PARIS: Slowing demand growth and rising US crude production will make it more difficult for OPEC+ to continue to prop up prices, the IEA said on Thursday.
The OPEC+ cartel, led by Saudi Arabia and Russia, has been restraining production to maintain prices but the latter have recently slumped due to the weakening of the global economy and increases in output outside the bloc.
“The continued rise in output and slowing demand growth will complicate efforts by key producers to defend their market share and maintain elevated oil prices,” the International Energy Agency said in its monthly report on the oil market.
OPEC blames ‘exaggerated’ demand concerns for oil price drop
The Paris-based IEA, which advises oil-consuming nations, noted that prices had fallen by around $25 per barrel since September highs.
It pointed to US output defying expectations that it would fall but instead rising above 20 million barrels per day (mbd), record Brazilian and Guyanese production, and an increase in exports by OPEC-member Iran.
The OPEC+ group’s share of the oil market will slide to 51 percent this year — the lowest since the bloc’s creation in 2016, the IEA added.
Meanwhile, “evidence of a slowdown in oil demand is mounting”, it said.
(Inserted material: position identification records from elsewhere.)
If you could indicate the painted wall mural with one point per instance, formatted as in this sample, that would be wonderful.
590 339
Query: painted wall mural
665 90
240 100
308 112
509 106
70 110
It said oil demand growth had slowed from an increase of 2.8 mbd year-on-year in the third quarter to 1.9 mbd in the fourth quarter. The fourth quarter forecast was revised down by 0.4 mbd from its previous estimate.
For 2023 overall, oil demand growth is set to come in at 2.3 mbd.
“The slowdown is set to continue in 2024, with global gains halving to 1.1 mbd, as GDP growth stays below trend in major economies,” said the IEA. Efficiency improvements and a booming electric vehicle fleet have also been lowering oil demand, it added.
“The increasingly apparent loss of oil demand growth momentum reflects the deterioration in the macroeconomic climate — in the wake of higher interest rates as well as the fading rebound from Covid-induced lows,” it said.